From David Graeber, the bestselling author of The Dawn of Everything and Debt—“a master of opening up thought and stimulating debate” (Slate)—a powerful argument against the rise of meaningless, unfulfilling jobs…and their consequences. Does your job make a meaningful contribution to the world? In the spring of 2013, David Graeber asked this question in a playful, provocative essay titled “On the Phenomenon of Bullshit Jobs.” It went viral. After one million online views in seventeen different languages, people all over the world are still debating the answer. There are hordes of people—HR consultants, communication coordinators, telemarketing researchers, corporate lawyers—whose jobs are useless, and, tragically, they know it. These people are caught in bullshit jobs. Graeber explores one of society’s most vexing and deeply felt concerns, indicting among other villains a particular strain of finance capitalism that betrays ideals shared by thinkers ranging from Keynes to Lincoln. “Clever and charismatic” (The New Yorker), Bullshit Jobs gives individuals, corporations, and societies permission to undergo a shift in values, placing creative and caring work at the center of our culture. This book is for everyone who wants to turn their vocation back into an avocation and “a thought-provoking examination of our working lives” (Financial Times).
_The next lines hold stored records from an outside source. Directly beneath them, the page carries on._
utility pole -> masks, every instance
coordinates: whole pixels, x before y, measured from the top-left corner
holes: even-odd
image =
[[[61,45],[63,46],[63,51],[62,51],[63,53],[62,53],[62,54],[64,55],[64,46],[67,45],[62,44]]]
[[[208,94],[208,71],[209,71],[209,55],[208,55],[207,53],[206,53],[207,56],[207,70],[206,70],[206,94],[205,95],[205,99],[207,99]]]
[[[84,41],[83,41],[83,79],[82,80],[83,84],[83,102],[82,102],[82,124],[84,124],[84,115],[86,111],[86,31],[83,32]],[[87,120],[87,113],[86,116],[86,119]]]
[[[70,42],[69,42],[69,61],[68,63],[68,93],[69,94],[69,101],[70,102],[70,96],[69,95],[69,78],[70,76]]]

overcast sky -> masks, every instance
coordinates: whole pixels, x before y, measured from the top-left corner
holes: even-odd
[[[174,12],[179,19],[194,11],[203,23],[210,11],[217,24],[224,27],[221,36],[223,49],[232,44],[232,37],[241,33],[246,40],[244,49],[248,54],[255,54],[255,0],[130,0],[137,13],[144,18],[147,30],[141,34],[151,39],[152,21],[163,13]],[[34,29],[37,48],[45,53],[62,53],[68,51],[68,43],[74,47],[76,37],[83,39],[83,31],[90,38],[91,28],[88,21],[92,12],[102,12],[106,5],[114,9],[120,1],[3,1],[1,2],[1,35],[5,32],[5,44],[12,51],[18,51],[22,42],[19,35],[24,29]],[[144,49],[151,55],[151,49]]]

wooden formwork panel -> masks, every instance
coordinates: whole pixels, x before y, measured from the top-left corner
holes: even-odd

David Graeber's Bullshit Jobs is one of those rare works of social criticism that names something everyone already knows but nobody has been permitted to say aloud. Beginning as a viral 2013 essay, the book expands into a full-scale anthropological investigation of a phenomenon that should, by every prevailing theory of how market economies work, be impossible: the proliferation of jobs that even the people performing them believe to be utterly pointless.
Graeber's working definition is precise and subjective simultaneously: a bullshit job is "a form of paid employment that is so completely pointless, unnecessary, or pernicious that even the employee cannot justify its existence even though, as part of the conditions of employment, the employee feels obliged to pretend that this is not the case." The pretense is key. Unlike a Mafia hit man (who may do harm but doesn't pretend otherwise), or a poorly paid janitor (whose work is menial but clearly necessary), the bullshit job exists in a haze of fraudulence — a gap between what is claimed and what everyone knows to be true.
The taxonomy is one of the book's great pleasures. Graeber identifies five species: flunkies (who exist to make someone else look important), goons (whose jobs are aggressive and exist only because competitors employ them too), duct tapers (who patch problems that shouldn't exist), box tickers (who allow organizations to claim they're doing something they aren't), and taskmasters (who either supervise people who don't need supervision or generate bullshit tasks for others). Each category is illustrated with testimonies from real workers — hundreds of them, collected via Twitter and email — and these voices give the book its strange, tragicomic texture. A man hired to move computers between rooms through four layers of subcontractors for the German military. A receptionist whose most demanding task is managing another receptionist's Avon sales. A fund accountant at a custodian bank who has never figured out what custodian banks actually do.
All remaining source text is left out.